Fred Haycock

Personal information
- Date of birth: 1886
- Place of birth: Smethwick, England
- Date of death: 1955 (aged 68–69)
- Position: Forward

Youth career
- Smethwick Victoria

Senior career*
- Years: Team / Apps / (Gls)
- –: Coombs Wood
- 1904–1906: West Bromwich Albion / 15 / (8)
- –: Crewe Alexandra
- –: Luton Town
- –: Portsmouth
- 1910–1911: Lincoln City / 25 / (5)
- 1911–1912: Port Vale / 24 / (11)
- –: Dudley Town
- –: Shrewsbury Town

= Fred Haycock =

English footballer

Frederick Haycock (1886–1955) was an English professional footballer who scored 13 goals from 40 appearances in the English Football League playing as a forward for West Bromwich Albion and Lincoln City.

==Career==
Haycock was born in Smethwick, then in Staffordshire. He began his professional career in the 1904–05 season, playing in the Football League Second Division for West Bromwich Albion. After a couple of years he left the club to join Crewe Alexandra of the Birmingham & District League, and then Southern League clubs Luton Town and Portsmouth, before returning to the Football League with Lincoln City in 1910. In his only season with the club, Haycock was their leading scorer, albeit with only six goals from League and FA Cup games as the team finished bottom of the League.

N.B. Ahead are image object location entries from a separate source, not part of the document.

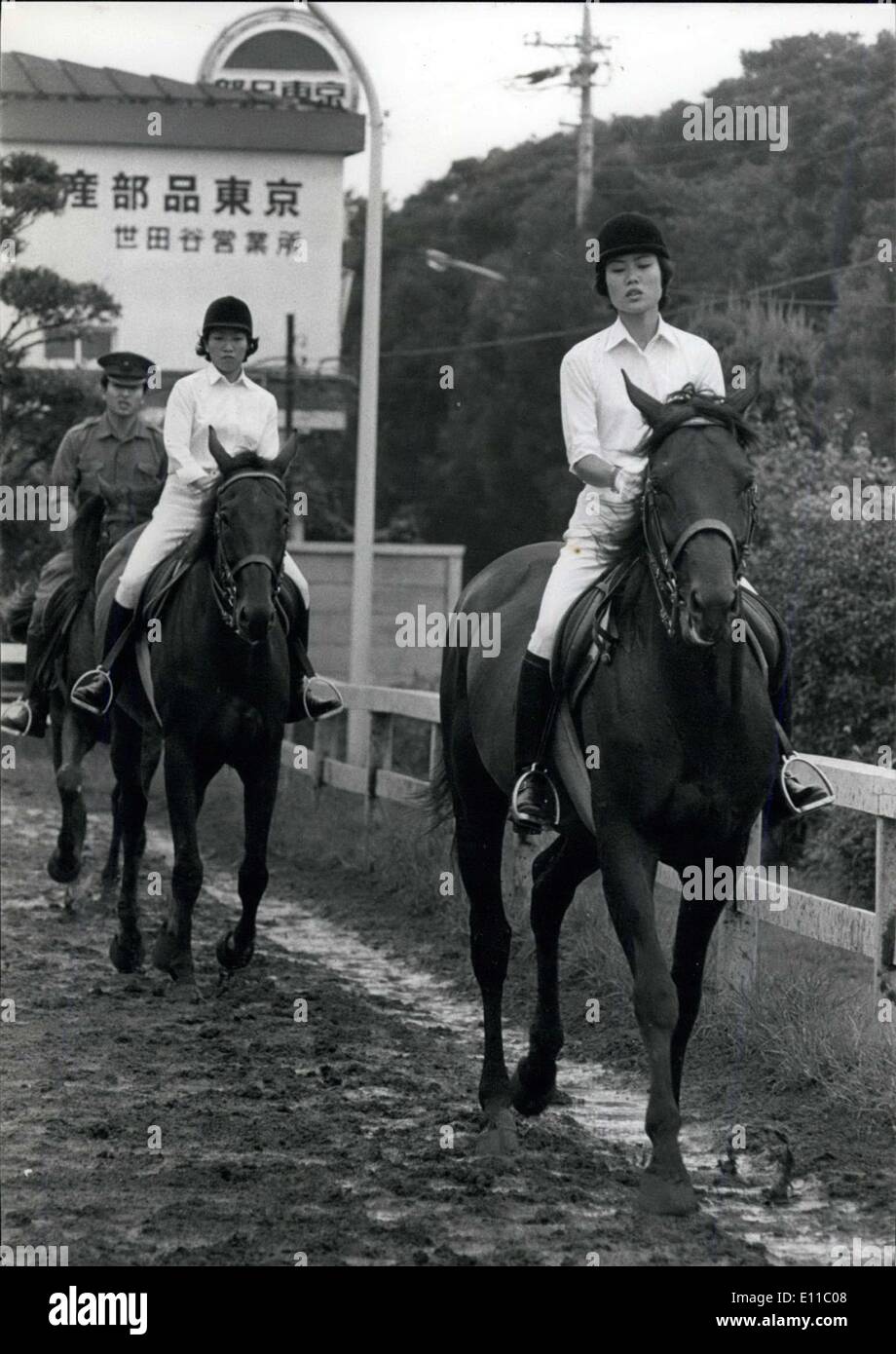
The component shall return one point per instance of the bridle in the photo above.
(224, 575)
(662, 561)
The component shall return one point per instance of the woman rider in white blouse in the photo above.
(245, 419)
(601, 430)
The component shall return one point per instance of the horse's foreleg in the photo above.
(696, 922)
(172, 951)
(479, 846)
(629, 870)
(556, 872)
(111, 868)
(126, 950)
(259, 794)
(72, 739)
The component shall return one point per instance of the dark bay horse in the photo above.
(69, 611)
(688, 750)
(221, 684)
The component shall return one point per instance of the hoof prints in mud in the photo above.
(348, 1138)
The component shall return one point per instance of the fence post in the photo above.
(379, 753)
(738, 932)
(885, 912)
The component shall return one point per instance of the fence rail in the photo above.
(871, 790)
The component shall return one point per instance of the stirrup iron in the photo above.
(19, 733)
(521, 822)
(816, 771)
(330, 691)
(82, 704)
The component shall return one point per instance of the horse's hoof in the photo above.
(667, 1197)
(232, 958)
(170, 958)
(59, 872)
(531, 1094)
(108, 892)
(499, 1138)
(128, 957)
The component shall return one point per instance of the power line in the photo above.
(580, 77)
(696, 301)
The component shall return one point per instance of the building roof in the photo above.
(65, 101)
(26, 76)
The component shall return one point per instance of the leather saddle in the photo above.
(587, 632)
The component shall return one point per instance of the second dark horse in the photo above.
(221, 686)
(688, 752)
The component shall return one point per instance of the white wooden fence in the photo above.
(871, 790)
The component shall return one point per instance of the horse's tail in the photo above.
(87, 551)
(17, 612)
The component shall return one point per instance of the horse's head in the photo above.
(698, 507)
(250, 528)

He moved on to Port Vale of the Central League in August 1911. A regular in the first XI, he was part of the side that won the Staffordshire Senior Cup in 1912. He then moved back to the Birmingham & District with Dudley Town at the end of the 1911–12 season, later joining Shrewsbury Town. Haycock died in 1955.

==Career statistics==

Appearances and goals by club, season and competition
| Club | Season | League |  |  | FA Cup |  | Total |  |
| Division | Apps | Goals | Apps | Goals | Apps | Goals |
| West Bromwich Albion | 1904–05 | Second Division | 7 | 2 | 0 | 0 | 7 | 2 |
| 1905–06 | Second Division | 8 | 6 | 0 | 0 | 8 | 6 |
| Total |  | 15 | 8 | 0 | 0 | 15 | 8 |
| Lincoln City | 1910–11 | Second Division | 25 | 5 | 3 | 1 | 28 | 6 |
| Port Vale | 1911–12 | Central League | 24 | 11 | 0 | 0 | 24 | 11 |

==Notes==
A. : The Lincoln City FC Archive gives his full name as George Frederick, whereas Joyce has Frederick J.